Cammie was silent for a moment.

“How do you do it?” she asked at last. “Were you a soldier or something in the real world?”

“No,” Tessa said, the restrained desperation in Cammie’s mental voice coming as a complete surprise. Cammie had seemed so confident and laid back that Tessa had assumed she’d had some combat experience in the real world. “I was just a programmer. I never served anywhere.”

“Oh,” Cammie said with a note of puzzlement. “Wait, do you see the code or something then? Can you hack the system?”

“I don’t have Matrix-vision or anything like that. I’m not ‘The One’, or anybody special at all.”
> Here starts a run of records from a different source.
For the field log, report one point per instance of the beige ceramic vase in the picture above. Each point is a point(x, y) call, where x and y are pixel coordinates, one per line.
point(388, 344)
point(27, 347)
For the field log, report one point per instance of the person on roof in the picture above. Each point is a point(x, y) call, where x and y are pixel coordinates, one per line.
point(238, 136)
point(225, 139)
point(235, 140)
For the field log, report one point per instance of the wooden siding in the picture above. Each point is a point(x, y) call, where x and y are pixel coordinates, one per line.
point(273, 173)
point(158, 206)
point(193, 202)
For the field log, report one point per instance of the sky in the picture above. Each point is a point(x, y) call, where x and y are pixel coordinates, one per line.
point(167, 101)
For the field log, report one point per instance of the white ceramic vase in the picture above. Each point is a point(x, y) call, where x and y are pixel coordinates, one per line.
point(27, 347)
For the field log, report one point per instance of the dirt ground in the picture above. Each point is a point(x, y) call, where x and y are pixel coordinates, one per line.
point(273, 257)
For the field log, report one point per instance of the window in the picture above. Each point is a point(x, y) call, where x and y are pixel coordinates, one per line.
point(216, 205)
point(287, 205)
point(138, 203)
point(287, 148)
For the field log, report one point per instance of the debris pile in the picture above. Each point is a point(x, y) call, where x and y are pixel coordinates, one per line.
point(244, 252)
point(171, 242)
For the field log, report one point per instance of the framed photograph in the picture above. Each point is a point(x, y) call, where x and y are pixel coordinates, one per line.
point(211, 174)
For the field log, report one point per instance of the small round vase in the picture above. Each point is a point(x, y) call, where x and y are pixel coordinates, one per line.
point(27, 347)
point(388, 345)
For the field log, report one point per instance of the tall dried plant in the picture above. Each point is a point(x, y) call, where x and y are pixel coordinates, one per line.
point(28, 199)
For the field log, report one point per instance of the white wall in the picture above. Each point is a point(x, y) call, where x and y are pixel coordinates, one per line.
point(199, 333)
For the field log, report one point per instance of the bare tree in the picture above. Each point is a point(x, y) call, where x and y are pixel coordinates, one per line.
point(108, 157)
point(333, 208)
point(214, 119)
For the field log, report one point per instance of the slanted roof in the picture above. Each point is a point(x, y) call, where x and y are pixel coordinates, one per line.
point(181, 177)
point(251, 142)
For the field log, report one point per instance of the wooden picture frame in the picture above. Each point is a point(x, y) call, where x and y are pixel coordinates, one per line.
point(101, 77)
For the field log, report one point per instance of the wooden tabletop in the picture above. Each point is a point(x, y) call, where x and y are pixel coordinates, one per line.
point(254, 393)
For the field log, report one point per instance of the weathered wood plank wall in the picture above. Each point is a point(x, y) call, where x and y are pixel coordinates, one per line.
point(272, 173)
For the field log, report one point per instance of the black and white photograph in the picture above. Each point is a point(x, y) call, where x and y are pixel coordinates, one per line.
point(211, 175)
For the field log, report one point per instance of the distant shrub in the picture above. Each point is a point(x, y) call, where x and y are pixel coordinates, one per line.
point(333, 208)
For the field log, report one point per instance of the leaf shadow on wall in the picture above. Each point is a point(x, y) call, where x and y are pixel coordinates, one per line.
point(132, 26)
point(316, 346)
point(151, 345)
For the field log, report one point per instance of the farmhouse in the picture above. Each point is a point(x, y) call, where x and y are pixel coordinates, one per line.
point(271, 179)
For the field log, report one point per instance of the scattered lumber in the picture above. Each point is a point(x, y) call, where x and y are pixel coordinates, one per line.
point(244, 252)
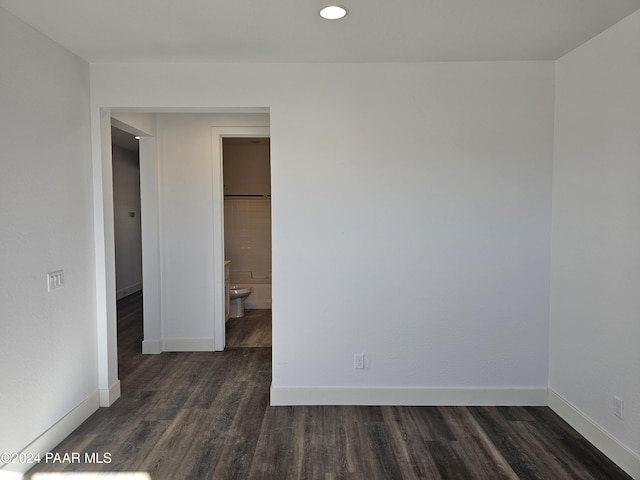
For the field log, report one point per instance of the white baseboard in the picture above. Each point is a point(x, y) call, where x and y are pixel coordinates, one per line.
point(151, 347)
point(53, 436)
point(188, 345)
point(154, 347)
point(594, 433)
point(110, 395)
point(128, 291)
point(415, 396)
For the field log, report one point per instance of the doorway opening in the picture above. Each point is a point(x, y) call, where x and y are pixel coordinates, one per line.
point(246, 176)
point(125, 165)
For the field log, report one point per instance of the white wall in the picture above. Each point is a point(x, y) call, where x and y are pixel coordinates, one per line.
point(595, 319)
point(126, 200)
point(48, 358)
point(429, 250)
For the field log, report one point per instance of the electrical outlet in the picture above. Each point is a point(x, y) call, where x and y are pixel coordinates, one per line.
point(55, 280)
point(618, 406)
point(358, 360)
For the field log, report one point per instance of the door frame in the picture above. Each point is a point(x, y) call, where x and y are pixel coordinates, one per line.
point(217, 134)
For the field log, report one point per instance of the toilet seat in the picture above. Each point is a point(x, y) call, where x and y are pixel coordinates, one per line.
point(239, 291)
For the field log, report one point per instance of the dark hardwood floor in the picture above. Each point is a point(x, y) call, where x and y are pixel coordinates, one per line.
point(207, 416)
point(252, 330)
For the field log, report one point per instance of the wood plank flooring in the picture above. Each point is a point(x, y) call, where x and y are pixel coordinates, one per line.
point(252, 330)
point(206, 415)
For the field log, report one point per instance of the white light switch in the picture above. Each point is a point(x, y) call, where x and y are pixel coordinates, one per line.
point(55, 280)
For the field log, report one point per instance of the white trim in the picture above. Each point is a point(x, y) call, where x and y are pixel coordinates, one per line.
point(188, 345)
point(110, 395)
point(417, 396)
point(53, 436)
point(151, 347)
point(620, 454)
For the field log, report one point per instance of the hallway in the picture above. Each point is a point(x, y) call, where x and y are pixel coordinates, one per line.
point(206, 415)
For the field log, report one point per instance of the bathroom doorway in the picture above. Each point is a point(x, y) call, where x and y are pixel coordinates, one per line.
point(125, 163)
point(246, 167)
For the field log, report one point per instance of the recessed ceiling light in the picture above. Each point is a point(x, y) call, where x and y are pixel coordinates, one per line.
point(333, 12)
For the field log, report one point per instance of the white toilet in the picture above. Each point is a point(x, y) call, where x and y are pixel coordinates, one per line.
point(237, 297)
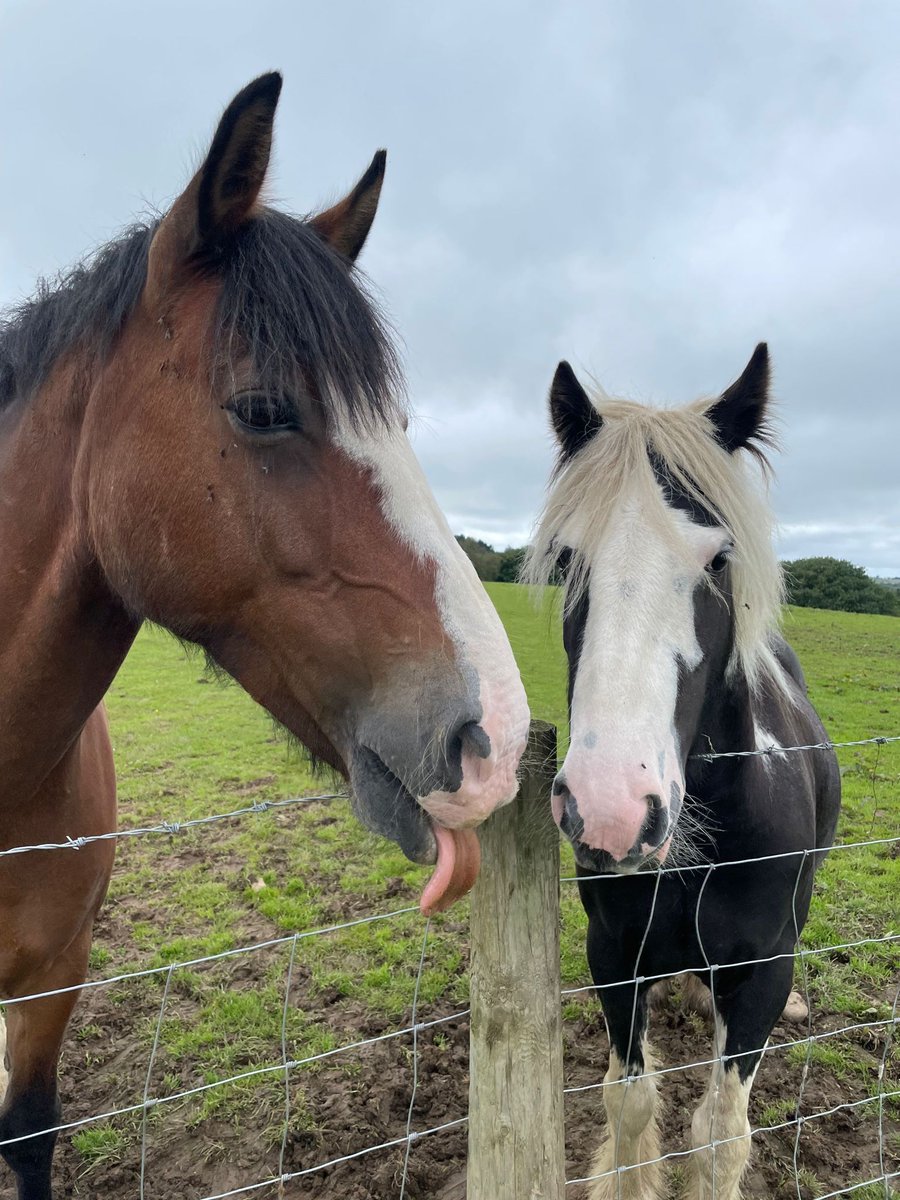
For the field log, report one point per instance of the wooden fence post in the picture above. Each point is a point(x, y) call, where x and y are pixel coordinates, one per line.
point(516, 1141)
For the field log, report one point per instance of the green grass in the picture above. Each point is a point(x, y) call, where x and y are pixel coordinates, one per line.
point(187, 747)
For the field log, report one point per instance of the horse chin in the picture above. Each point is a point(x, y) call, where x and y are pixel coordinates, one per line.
point(385, 807)
point(600, 862)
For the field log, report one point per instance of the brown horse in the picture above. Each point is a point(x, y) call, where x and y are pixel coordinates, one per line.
point(204, 427)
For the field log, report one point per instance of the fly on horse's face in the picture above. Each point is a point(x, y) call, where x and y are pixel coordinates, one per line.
point(249, 484)
point(649, 617)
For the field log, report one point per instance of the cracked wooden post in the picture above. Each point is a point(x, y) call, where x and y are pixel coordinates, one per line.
point(516, 1143)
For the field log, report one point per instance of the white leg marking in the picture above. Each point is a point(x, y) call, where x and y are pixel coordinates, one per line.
point(718, 1163)
point(4, 1072)
point(631, 1137)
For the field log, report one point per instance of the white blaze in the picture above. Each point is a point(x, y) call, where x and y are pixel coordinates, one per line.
point(469, 621)
point(639, 630)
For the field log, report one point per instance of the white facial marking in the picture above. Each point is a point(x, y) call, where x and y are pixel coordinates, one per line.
point(640, 629)
point(469, 621)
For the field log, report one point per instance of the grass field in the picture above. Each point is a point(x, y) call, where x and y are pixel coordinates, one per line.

“Are you just naturally this fearless then?”

Tessa stifled a chuckle. 

“I am definitely not fearless,” she said. “This stuff is terrifying.”

“But you’re still doing things,” Cammie said. “You’re risking death again and you’ve risked it before. I mean, some of us have gone out there and some are pretending that the stuff we’re fighting is no big deal, but I don’t think anyone really wants to be doing this. Not once we heard that people are getting eaten by the [Hounds of Fate]. More than before people are pulling back, but it’s like nothing stops you.”

“Ask Lost Alice about that and she’ll explain, in detail if you want, why I probably should be stopped,” Tessa said. “The thing is though? I’m not doing this stuff because I’m brave. All the things I’ve done? It’s all been because my team needed me to. I can’t be brave for myself very easily, but being brave for them? For the people who need me? That’s a lot easier somehow.”